Несколько минут он был влюблен в госпитале. Несколько минут, зато сильно. Он лежал на операционном столе, толстый, лысый хирург искал в ноге Федора перебитый нерв. Ему подавала инструмент сестра — капризно припухшая верхняя губа, изумленные серые глаза. Федор ее заметил еще до операции. Сшивали нерв, боль пронзала от пяток до макушки все тело, во рту стоял горький вкус, лоб покрывался потом, время от времени сестра утирала его лицо концом простыни. Хирург, плешивый грубиян, поминутно кричал на девушку: «Не то! Что вы подаете!

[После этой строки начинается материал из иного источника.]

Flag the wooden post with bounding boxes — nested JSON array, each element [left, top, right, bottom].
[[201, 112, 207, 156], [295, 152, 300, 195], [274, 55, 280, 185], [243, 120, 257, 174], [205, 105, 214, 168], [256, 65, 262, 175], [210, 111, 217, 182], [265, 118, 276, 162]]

Я вас просил щипцы, вы мне еще подсуньте столовую вилку!» Федор ненавидел хирурга, оскорблялся за девушку, радовался, что она видит, какой он мужественный, — больно, но не издает ни звука. Он не простонал даже тогда, когда на распухшую, как бревно, ногу накладывали швы — тринадцать швов, а анестезия кончила свою силу, шили по живому, сквозь мясо продергивали нитки. Сестра концом простыни вытирала ему потное лицо, и где-то вверху плавали ее изумленно распахнутые глаза. Хирург скупо похвалил: «Терпеливый парень попался…» Он это произнес при девушке, и Федор простил ему хамоватость.

Женщину из деревни Волчок Федор не любил вспоминать. Ей было под сорок, она по-бабьи пожалела белобрысого старшего сержанта-постояльца, терпеливо сносила его неопытность в постели. Он даже не помнит ее лица, только осталось — от уставших глаз отходили морщины да ладони ее были жестки и шершавы, как изношенные подметки.

Эта ни на одну из тех, с кем сталкивался, не похожа. Но все равно, где-то видел…

Озабоченный Штука подошел к Федору:

— Ну, с богом, начнем помаленьку. Тащи вещи в ту комнату. Барышня, мы вас потревожим.

Она захлопнула книжку, проворно встала. Была она высока, по-девчоночьи худа, казалась плоской, какой-то бестелесной, как неприкаянные души обманутых девушек в иллюстрациях к старым романам с привидениями.